S/PDIF Input Software to trap WAV files


I have been going through the forum and I'm thinking about going further into PC audio. I have half a terabyte of MP3/FLAC/OGG files and want to take it up a notch. I'm looking at the M-Audio Audiophile USB external sound card - upgrade from an SB Extigy I and run S/PDIF out to my Levinson 360S. I'm ok with that part of the system - My question is:

How can I go the other way?

Who out there is familiar with a software package that will trap an S/PDIF digital input signal from the Levinson 360S digital out OR the S/PDIF out on the transport. I want to feed CD audio from my transport into my computer to trap it in a WAV file format. So many CD's now put "black magic" on my PC that I would like to go a different route. Please tell me there is a way to do this. I bought the CD's ... I'd like to put em on my Ipod. I DONT want something that will mess with the signal ... just convert it to WAV from S/PDIF. I'm not all that up on exactly how the S/PDIF spec works with the signal. I have read the basics but it might take an EE out there to get it to make sense. Is it as simple as serialized transfer to a open file? I would think there is a conversion of some sort. This will also help with my decision to get a squeezebox or not. WHAT EXACTLY HAPPENS to the digital information as it comes in on the wire and gets trapped in a file?

Maybe a bit to complex to answer ... any help with the software? I know D.A.R.T. will trap an analog signal and convert it to wav. I just want to go digital and trap it to WAV. It has an S/PDIF input, so maybe I'm making it more complicated than it needs to be. If there is conversion involved then the software method might make a huge difference in sound quality. If not maybe I dont need more the the software that comes with the card.

Anyone do this yet? In a way it beats the copy protection Sony is infecting us with.

The Horse
128x128horseface

Showing 1 response by edesilva

I'm not a huge Sony fan, but you only get a rootkit installed if you fire up their player. I've got over a half terabyte of ALAC files on my computer, all ripped from my own CDs, and no viruses to date.

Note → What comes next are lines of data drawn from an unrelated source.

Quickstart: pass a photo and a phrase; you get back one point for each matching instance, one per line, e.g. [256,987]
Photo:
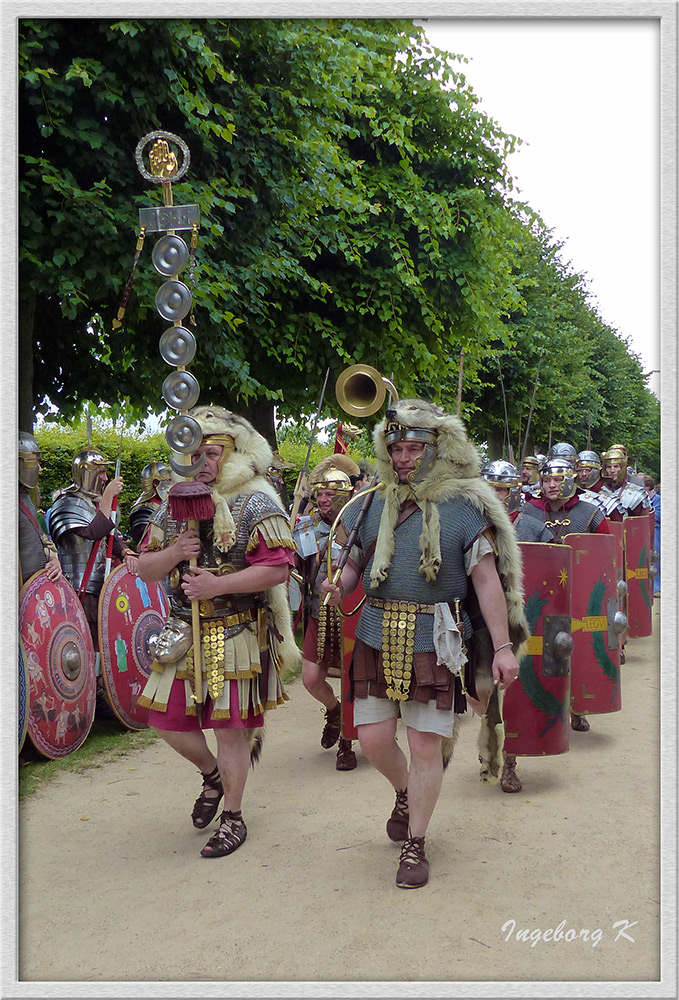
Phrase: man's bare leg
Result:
[425,778]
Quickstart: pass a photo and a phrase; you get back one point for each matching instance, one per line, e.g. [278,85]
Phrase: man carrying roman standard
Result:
[244,555]
[436,532]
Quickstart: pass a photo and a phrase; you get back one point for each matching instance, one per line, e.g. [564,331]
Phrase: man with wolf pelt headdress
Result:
[244,555]
[440,561]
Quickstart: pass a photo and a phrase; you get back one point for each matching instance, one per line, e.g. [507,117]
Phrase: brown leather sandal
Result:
[397,824]
[206,806]
[228,838]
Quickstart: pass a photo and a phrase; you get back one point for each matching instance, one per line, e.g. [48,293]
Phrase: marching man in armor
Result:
[156,479]
[559,507]
[588,472]
[331,484]
[561,510]
[435,532]
[244,555]
[36,551]
[80,518]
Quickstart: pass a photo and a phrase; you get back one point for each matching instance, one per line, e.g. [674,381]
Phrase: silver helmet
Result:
[530,469]
[562,449]
[563,469]
[86,469]
[504,478]
[29,460]
[156,479]
[618,455]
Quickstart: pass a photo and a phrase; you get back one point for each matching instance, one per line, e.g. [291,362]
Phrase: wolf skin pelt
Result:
[244,471]
[455,473]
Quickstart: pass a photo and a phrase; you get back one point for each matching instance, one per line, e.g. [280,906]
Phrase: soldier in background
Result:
[36,551]
[504,478]
[156,479]
[332,483]
[632,499]
[530,474]
[564,512]
[80,519]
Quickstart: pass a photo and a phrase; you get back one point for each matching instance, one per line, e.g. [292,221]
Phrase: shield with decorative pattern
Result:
[535,707]
[638,547]
[60,662]
[131,616]
[596,624]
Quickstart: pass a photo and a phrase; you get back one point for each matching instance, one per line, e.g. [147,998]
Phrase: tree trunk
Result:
[25,359]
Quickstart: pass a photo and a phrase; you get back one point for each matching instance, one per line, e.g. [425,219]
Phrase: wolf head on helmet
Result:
[246,453]
[446,450]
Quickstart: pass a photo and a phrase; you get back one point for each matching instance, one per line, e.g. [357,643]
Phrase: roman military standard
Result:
[223,541]
[57,678]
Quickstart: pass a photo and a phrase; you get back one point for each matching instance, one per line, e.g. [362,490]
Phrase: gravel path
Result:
[115,899]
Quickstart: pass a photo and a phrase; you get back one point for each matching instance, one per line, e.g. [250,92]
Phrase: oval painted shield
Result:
[131,616]
[536,706]
[23,695]
[60,661]
[639,585]
[595,682]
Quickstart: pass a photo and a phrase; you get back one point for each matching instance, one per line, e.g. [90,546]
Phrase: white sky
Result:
[584,97]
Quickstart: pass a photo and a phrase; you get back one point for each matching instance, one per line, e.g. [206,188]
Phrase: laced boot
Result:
[510,781]
[397,824]
[413,869]
[331,730]
[228,838]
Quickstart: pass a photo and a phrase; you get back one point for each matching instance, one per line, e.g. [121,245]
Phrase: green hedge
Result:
[60,442]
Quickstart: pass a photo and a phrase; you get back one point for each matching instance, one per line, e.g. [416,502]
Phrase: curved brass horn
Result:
[361,390]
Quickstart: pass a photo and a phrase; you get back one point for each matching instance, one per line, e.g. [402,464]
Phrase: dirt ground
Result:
[115,900]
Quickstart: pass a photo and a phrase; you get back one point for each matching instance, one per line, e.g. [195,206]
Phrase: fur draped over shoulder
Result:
[455,473]
[244,471]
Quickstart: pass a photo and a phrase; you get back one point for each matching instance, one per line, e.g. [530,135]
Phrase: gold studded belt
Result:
[207,609]
[398,642]
[404,607]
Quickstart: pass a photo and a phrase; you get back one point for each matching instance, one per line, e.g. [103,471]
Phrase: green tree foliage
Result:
[350,210]
[58,445]
[355,206]
[588,384]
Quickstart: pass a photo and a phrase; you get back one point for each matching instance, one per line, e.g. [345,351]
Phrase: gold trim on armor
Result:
[405,607]
[398,646]
[330,630]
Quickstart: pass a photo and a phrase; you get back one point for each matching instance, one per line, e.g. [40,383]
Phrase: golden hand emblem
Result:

I don't think I'm going out on a limb to say you do not want to use your transport to "record" .wav files. CD ROMs are, and always will be, better at creating bit-for-bit copies of CDs, because they don't have to function in real time. Use EAC. In secure mode, there is nothing that will give you a better copy, high end transports included--high end transports don't--and can't given real time constraints--read sectors over and over to get a perfect copy.

If you are concerned with viruses, make sure your computer is set up so that CDs do not autoplay. Then, when you drop in a CD, all the drive is going to do is read data from it, and not *execute* any code on the disk unless you tell it too. EAC won't execute anything off a disk. EAC will only read.